Did you know that American and European children learn nouns a lot faster than verbs, and Chinese, Japanese and Korean children learn verbs about as fast as nouns?
That Americans are better at picking out foreground objects and recognizing them in different situations, while Japanese are better at taking in the whole picture?
That native speakers of English are likely to correlate object by category, and native speakers of Chinese, by relationship? But if you teach native speakers of Chinese English in their teens or so, which language you use will influence which way they are more likely to use. And if you teach native speakers of Chinese English very young, correlations will even out between category and relationship, but be independent of language.
OTOH, if you "prime" them by showing them American images, or Chinese images, you will get differences in their correlations according to the culture you've primed them toward.
A long discussion of the very many differences between East Asian (Chinese, Japanese and Koren), and Anglo-American thinking. And some speculative history of how they arose, with definite history of how long they have been around. Aristotle vs.

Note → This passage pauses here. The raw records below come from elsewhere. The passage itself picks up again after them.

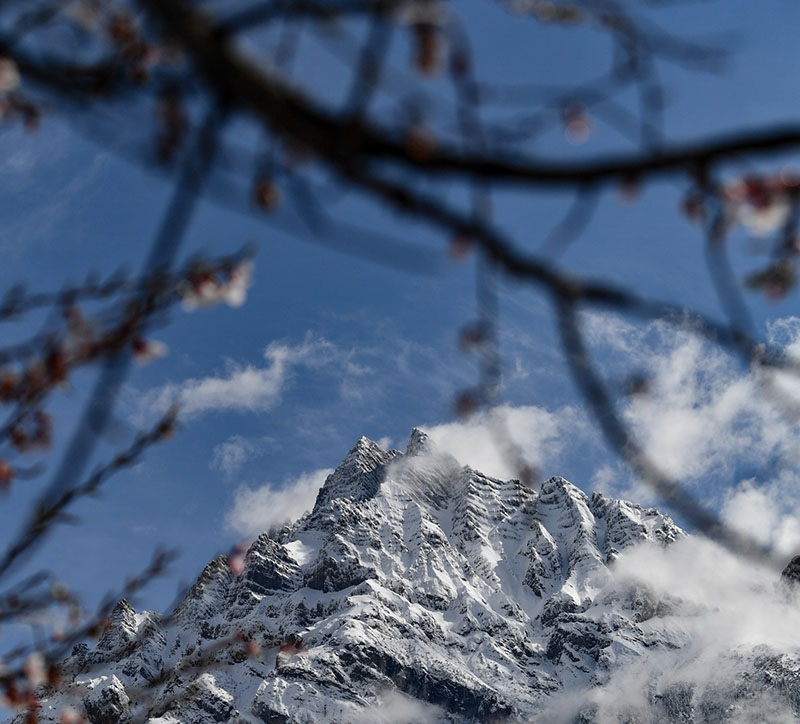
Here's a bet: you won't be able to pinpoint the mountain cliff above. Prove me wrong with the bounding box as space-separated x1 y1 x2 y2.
28 430 800 724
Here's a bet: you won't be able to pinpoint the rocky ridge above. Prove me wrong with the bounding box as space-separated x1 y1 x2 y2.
28 430 800 724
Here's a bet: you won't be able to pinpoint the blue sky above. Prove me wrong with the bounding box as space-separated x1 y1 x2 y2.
0 0 800 624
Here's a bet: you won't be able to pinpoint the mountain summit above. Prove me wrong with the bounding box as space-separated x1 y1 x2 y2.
28 429 800 724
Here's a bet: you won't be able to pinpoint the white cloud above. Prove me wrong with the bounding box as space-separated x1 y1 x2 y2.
211 435 270 477
586 316 800 490
421 405 584 480
143 334 364 418
721 471 800 556
225 468 333 537
350 689 443 724
542 537 800 724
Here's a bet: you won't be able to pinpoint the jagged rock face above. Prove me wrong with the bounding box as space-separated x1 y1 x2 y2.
28 430 800 724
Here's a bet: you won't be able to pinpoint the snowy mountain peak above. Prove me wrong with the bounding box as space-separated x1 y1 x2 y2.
31 429 800 724
406 427 433 455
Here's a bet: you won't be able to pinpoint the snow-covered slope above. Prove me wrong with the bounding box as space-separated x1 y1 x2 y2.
31 430 800 724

Confucius. Except that the Chinese had philosophers in the Greek mode and the Greeks had philosophers in the Chinese, so the differences were already there, and influenced which philosopher was influential.

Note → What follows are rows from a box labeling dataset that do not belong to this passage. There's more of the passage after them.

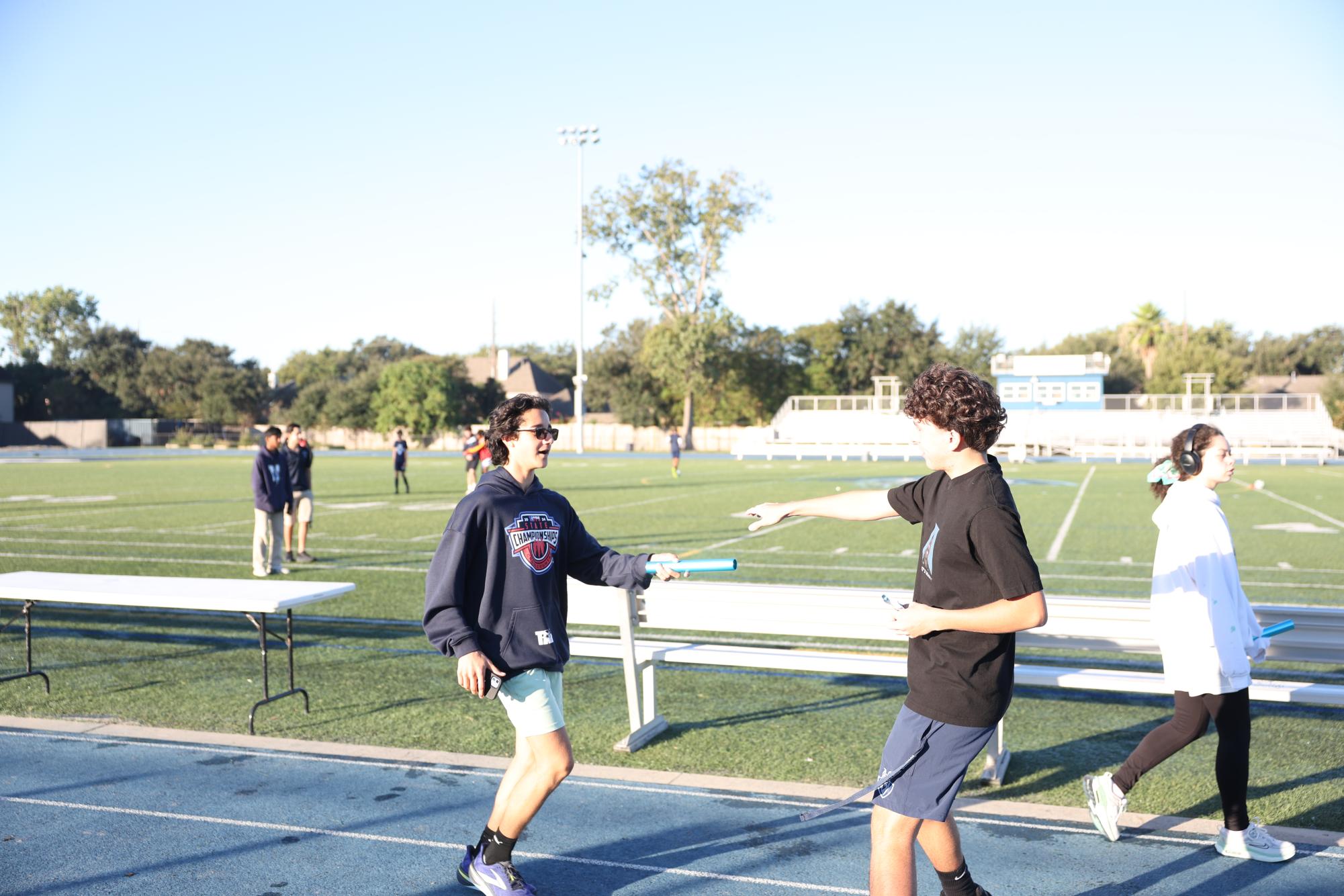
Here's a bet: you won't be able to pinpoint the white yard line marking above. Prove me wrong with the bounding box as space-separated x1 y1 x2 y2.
574 494 691 517
0 535 438 557
0 731 1344 860
680 516 820 557
0 548 1344 591
1046 466 1097 563
1238 482 1344 529
0 797 868 895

Gets a few things wrong. Like asserting that the Greeks didn't practice religious persecution (read Maccabees!) But that was literally the only historical error I ran across, in a book full of discussions of history.
Though in the Fundamental Attribution Error -- you give someone an essay, tell the person that it was an assigned topic, and then ask them if the writer agreed with it. Both Americans and East Asians are prone to say yes. If you prime the East Asians with the reminder that it was assigned, they would be more likely to say it was not evidence. But I look at that and say, "How good was the essay? And did the writer, in fact, agree? What if they ignored the stated context because they picked up clues about the truth?"
Ah, well, I'm picking nits. Fascinating treatment. And a reminder that benefits all world-builders, of how cultures can differ.